Experiencing trauma is different from everybody else. Sometimes it can be due to physical, emotional, verbal, sexual, or mental reasons. But in general, it is the result of overwhelming stress from an uncontrollable situation that goes beyond our ability to cope. The factors that can affect it include a death of a loved one, rejection from other people, an end to a meaningful relationship, disappointing words of promises, different kinds of maltreatments, and so on.
Sometimes, due to our eagerness to make things better, we pretend that everything is okay. Unfortunately, that is not the healthy way to deal with it. But we can’t be blamed for that since most of the time; we don’t realize that we are still holding on to those negative emotions that once haunted us. Thus, here are some signs that could determine if we are still suffering from an unhealed trauma.
Planning Everything Accordingly
There’s no harm in planning everything. In fact, it is a great attitude towards reaching something. However, when planning gets associated with too much stress and anxiety, it could relate to an unresolved trauma that we entirely avoid happening again. It could represent an urge to be completely in control because we don’t want to feel helpless and vulnerable. As a result, we micromanage and worry too much. This particular habit of planning everything for the sake of control might come from the deep-seated distrust we have in ourselves and the things around us in general.
Resisting Positive Change
Sometimes, due to the negative experience we once endured, we become suspicious of things around us. We tend to become more confused rather than aware. That explains when something good came into our lives, the first thing we do is play safe and detached ourselves from the struggles associated with emotional stress. If that is the case, then we might be dealing with unresolved trauma. The resistance to positive change makes us believe that we are unworthy of happiness. Thus we hold onto the situation, thinking that it was a punishment we deserve.
Having A Strong Fear Over Failure
Fear is normal. But having an extreme amount of it, especially when it gets associated with failure, is different. The fear of failure grows unhealthy as it will eventually outweigh us out of motivation. It can make us miss out on certain opportunities, can stifle our creativity, and break our ambitions in life. In some instances, the strong fear of failure can lead to perfectionism and insecurities. These things are often associated with unresolved trauma that makes us instill a negative belief over ourselves. It leads to an unnecessary internalization of our shortcomings and inabilities.
Having A Strong Fear Over Success
Unresolved trauma is not only limited to making us fear failure. In some unfortunate situations, it can also lead to a strong terror over success. That emotional and mental struggle can make us hold ourselves back from reaching our goals. It creates a barrier that can make us feel terrified over the responsibilities associated with our success. There are this too many expectations of possibly losing everything even before we achieve it. It makes us sabotage our own chances of obtaining something we dearly want in life. This particular response often originates from the neglect and abandonment we experienced in the past.
Experiencing Emotional Difficulty
Unhealed trauma can cause a lot of psychological and emotional damage, and most likely, it can make us lose track of our life’s purpose. It makes us unable to find the right mindset and positive train of thoughts and feelings because of our confusion over crying for help and being okay. Sometimes, despite trying our best to be better, we end up dealing with the issues alone. Unresolved trauma makes it even harder for us to seek help from the people around us because of the fear of denied assistance, judgment, criticisms, and emotional rejection.

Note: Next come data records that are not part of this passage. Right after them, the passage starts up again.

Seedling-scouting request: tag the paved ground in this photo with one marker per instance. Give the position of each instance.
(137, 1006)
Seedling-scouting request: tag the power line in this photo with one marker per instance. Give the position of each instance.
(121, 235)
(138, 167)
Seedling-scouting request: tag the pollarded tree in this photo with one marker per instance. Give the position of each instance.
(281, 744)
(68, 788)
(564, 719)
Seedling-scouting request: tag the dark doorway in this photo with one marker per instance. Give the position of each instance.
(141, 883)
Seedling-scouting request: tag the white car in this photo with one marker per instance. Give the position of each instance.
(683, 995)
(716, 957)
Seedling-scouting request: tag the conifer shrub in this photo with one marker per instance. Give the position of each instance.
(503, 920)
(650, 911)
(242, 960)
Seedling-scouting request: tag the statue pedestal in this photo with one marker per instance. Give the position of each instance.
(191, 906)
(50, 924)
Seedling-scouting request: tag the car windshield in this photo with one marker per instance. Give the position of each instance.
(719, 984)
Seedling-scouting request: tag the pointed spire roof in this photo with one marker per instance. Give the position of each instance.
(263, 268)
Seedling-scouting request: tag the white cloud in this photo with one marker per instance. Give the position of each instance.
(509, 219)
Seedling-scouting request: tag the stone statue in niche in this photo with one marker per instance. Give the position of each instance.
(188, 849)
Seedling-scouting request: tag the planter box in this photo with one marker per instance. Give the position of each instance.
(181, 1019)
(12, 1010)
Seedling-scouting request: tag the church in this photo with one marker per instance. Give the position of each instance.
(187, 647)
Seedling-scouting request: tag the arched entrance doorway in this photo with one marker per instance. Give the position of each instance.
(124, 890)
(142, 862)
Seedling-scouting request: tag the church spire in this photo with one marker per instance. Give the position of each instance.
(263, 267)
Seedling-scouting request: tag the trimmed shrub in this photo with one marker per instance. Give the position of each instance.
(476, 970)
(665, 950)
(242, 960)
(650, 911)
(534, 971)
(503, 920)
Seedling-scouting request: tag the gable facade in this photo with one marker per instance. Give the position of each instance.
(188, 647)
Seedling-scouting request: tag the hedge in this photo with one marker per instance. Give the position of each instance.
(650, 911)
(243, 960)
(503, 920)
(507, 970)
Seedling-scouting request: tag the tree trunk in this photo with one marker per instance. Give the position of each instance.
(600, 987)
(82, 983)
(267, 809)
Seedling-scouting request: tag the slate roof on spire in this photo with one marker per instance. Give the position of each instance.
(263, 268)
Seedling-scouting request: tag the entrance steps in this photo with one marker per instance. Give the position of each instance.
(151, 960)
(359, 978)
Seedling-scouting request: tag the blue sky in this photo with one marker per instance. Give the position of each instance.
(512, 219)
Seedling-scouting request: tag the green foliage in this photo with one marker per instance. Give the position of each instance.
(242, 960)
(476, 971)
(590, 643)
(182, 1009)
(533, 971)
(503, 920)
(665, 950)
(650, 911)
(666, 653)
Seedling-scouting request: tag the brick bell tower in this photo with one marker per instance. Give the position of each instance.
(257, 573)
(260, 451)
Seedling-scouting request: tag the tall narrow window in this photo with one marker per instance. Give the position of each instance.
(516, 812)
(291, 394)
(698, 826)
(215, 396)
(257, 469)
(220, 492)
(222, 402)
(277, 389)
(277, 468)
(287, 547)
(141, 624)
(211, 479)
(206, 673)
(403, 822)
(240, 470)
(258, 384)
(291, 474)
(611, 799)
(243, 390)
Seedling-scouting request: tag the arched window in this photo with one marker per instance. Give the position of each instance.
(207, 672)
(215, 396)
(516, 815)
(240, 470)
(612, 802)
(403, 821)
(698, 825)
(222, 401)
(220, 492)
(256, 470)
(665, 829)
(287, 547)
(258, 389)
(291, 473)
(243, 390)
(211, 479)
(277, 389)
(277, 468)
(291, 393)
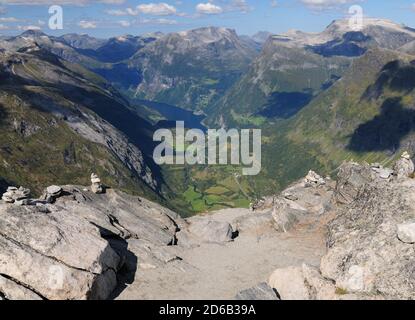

Hurting Ourselves And Others Often
It is a sign of unhealed trauma when we constantly lashed out at other people with intense emotion. In some unfortunate cases, we isolate ourselves because we want to endure the pain. We want to take it out on ourselves or on those people we care about. It is not that we intend to hurt others, for that matter. But because we couldn’t say it out loud, we prefer to create a distraction by validating our wrongful behaviors. That explains why we often become emotionally volatile, overly sensitive to things, getting short-tempered, and out of control. These things are damaging as they may lead to self-harm and suicidal thoughts.
When we don’t have a healthy and positive way of dealing with trauma, we could end up repressing our negative emotions. Thus, it would be hard to recognize the unresolved issues we might be dealing with in our life.